Er nehme bewusst Risiken, sagt Peter Früh, Geschäftsführer von Früh & Partner. Die Vermögensverwaltung ist eine Tochtergesellschaft der börsenkotierten VZ Holding. Früh betreut unter anderem mehrere Kunden, die in der Liste der 300 Reichsten im Wirtschaftsmagazin «Bilanz» aufgeführt werden. «Risiko beim Anlegen ist eine Frage des Zeithorizonts», sagt er.

Weil er sein Geld sehr langfristig investiere, resultiere unter dem Strich wenig Verlustrisiko, höchstens das Risiko von zwischenzeitlichen Tiefs. «Bei den tiefen Zinsen kaufe ich kaum Obligationen. Ich investiere hauptsächlich in Realwerte wie Aktien, Immobilien und Gold.»

70 Prozent in ETF und Indexfonds

Sein persönliches Anlagevermögen hat er zu 70 Prozent in kostengünstige, breit diversifizierte ETF und Indexfonds investiert. «Ich fokussiere lieber auf Regionen und Länder als auf Branchen.» Er habe einen Home Bias, also anteilsmässig relativ viel in die Schweiz investiert.
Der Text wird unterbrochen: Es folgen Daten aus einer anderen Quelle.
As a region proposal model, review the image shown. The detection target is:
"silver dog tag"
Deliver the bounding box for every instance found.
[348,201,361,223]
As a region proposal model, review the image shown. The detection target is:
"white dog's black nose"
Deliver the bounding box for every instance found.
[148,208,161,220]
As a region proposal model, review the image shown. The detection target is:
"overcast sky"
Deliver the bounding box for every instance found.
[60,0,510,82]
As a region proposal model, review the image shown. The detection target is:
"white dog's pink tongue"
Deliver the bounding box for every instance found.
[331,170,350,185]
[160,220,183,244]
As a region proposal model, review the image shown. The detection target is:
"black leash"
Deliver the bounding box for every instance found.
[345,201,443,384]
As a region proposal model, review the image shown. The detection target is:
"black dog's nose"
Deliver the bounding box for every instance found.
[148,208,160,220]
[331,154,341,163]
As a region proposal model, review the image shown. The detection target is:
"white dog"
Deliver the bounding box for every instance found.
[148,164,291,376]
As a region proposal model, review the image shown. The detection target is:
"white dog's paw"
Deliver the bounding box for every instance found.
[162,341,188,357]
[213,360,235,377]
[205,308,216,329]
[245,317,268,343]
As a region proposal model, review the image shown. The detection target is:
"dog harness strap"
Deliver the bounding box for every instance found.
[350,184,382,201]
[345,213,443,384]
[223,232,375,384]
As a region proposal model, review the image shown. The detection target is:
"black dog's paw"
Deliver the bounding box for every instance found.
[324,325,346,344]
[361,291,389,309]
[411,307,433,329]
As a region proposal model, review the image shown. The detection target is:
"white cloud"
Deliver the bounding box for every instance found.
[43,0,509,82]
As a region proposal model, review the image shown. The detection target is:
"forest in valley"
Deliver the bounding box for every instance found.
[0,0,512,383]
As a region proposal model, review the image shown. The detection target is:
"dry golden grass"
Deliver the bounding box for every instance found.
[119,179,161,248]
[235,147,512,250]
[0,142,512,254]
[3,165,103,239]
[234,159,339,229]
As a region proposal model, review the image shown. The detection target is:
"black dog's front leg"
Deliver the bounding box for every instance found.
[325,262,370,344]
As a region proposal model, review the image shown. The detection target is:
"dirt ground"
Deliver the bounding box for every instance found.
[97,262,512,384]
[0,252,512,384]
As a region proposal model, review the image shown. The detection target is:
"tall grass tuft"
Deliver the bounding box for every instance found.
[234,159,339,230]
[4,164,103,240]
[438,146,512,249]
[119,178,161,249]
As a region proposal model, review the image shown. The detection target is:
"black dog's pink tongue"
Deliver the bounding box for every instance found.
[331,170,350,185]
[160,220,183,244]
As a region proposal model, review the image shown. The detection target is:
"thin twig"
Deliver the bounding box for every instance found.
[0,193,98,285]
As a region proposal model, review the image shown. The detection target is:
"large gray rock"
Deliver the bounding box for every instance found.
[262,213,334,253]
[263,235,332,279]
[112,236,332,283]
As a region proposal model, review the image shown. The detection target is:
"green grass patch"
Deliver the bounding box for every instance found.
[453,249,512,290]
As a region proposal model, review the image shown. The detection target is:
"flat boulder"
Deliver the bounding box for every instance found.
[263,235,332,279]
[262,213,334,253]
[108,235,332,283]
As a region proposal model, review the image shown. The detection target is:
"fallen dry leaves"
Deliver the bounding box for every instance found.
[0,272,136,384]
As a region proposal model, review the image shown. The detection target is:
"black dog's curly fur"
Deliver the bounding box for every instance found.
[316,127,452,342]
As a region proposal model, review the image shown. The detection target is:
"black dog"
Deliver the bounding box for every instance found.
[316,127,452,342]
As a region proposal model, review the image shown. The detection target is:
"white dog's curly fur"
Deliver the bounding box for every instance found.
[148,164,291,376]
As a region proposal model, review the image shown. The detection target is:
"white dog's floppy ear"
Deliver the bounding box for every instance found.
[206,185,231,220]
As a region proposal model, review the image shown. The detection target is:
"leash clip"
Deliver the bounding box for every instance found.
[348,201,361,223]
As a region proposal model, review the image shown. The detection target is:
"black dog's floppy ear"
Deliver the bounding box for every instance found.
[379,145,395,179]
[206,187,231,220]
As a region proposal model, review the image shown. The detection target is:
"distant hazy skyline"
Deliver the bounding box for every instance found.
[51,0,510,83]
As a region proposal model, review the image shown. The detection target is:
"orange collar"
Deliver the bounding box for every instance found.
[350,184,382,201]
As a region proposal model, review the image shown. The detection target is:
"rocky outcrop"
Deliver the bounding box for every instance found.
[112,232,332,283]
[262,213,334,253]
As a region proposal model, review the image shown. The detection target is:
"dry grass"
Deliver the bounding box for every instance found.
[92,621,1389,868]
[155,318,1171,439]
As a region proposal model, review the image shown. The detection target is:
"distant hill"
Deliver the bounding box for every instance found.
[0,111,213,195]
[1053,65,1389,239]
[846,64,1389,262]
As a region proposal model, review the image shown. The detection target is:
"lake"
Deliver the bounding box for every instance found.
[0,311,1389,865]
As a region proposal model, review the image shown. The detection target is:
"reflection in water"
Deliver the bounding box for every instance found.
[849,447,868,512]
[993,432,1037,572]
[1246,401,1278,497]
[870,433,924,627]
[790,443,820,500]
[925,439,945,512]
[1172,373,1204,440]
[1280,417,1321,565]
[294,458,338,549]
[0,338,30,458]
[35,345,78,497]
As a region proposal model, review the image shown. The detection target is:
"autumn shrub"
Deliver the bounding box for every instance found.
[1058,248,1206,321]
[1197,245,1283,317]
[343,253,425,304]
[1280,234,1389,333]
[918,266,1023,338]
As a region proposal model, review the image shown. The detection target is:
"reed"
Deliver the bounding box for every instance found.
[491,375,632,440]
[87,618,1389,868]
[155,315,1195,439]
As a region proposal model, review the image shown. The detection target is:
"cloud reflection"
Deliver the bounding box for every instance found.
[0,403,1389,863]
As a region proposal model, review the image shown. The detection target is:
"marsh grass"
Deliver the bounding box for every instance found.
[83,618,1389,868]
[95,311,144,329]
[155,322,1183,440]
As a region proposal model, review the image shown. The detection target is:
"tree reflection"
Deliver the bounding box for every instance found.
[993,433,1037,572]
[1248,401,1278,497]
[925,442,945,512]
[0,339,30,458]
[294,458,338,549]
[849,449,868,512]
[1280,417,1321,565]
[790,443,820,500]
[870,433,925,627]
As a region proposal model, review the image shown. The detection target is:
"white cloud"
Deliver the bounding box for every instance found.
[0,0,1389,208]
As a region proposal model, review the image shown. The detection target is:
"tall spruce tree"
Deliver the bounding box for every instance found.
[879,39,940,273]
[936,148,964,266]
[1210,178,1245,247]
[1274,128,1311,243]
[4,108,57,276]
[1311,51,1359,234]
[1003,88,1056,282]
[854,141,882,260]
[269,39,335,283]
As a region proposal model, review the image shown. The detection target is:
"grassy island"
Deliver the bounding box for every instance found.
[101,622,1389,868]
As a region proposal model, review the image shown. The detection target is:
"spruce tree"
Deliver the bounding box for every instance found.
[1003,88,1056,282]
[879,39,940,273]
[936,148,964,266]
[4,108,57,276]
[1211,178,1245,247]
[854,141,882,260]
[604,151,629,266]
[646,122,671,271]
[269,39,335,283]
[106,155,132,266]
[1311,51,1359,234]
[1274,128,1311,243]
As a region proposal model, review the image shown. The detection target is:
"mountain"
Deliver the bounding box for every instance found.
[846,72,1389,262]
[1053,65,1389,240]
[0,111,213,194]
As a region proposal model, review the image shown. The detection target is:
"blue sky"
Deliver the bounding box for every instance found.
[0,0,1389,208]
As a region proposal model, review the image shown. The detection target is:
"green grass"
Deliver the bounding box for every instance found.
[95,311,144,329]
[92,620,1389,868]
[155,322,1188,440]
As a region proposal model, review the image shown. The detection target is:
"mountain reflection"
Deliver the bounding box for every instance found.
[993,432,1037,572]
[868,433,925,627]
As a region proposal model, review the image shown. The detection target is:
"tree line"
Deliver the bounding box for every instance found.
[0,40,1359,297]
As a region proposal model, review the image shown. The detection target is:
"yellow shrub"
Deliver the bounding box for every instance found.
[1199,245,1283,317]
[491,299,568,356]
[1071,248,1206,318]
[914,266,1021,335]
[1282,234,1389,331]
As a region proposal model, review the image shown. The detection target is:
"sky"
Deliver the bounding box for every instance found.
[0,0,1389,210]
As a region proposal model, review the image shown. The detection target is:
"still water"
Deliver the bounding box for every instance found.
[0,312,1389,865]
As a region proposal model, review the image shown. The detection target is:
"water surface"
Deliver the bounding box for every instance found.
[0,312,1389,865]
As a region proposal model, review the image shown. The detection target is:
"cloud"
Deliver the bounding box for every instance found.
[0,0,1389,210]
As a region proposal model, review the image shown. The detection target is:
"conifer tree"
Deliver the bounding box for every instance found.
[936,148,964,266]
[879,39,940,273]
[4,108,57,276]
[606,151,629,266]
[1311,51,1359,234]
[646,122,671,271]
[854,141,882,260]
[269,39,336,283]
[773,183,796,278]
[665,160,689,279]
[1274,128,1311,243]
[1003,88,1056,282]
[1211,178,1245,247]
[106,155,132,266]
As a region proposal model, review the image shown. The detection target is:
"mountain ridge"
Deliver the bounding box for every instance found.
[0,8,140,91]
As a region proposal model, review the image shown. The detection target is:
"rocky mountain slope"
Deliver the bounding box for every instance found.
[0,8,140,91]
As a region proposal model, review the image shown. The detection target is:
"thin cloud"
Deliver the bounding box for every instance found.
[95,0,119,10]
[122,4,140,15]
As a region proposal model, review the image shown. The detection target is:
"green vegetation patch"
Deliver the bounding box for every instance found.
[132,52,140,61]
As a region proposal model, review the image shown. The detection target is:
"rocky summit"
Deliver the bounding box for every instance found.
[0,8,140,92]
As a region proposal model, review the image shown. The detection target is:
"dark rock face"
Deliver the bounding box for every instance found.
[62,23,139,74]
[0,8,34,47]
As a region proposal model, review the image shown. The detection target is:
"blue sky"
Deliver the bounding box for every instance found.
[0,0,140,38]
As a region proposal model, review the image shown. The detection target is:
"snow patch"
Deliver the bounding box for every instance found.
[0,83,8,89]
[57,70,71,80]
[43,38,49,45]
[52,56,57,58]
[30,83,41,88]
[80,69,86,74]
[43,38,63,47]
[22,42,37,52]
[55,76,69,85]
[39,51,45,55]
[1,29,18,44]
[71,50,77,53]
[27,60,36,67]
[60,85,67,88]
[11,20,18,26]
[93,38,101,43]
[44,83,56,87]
Bei den Länder- und Regionenfonds nimmt er gerne solche mit einem Fokus auf einen der folgenden drei Faktoren: kleinere und mittelgrosse Firmen, hohe Dividendenrenditen und Momentum. Bei Letzterem handelt es sich um eine Strategie, bei der in Aktien mit gutem Kursverlauf (vom letzten Jahr, vom letzten Halbjahr und so weiter) investiert wird, weil sie häufig Gewinner bleiben.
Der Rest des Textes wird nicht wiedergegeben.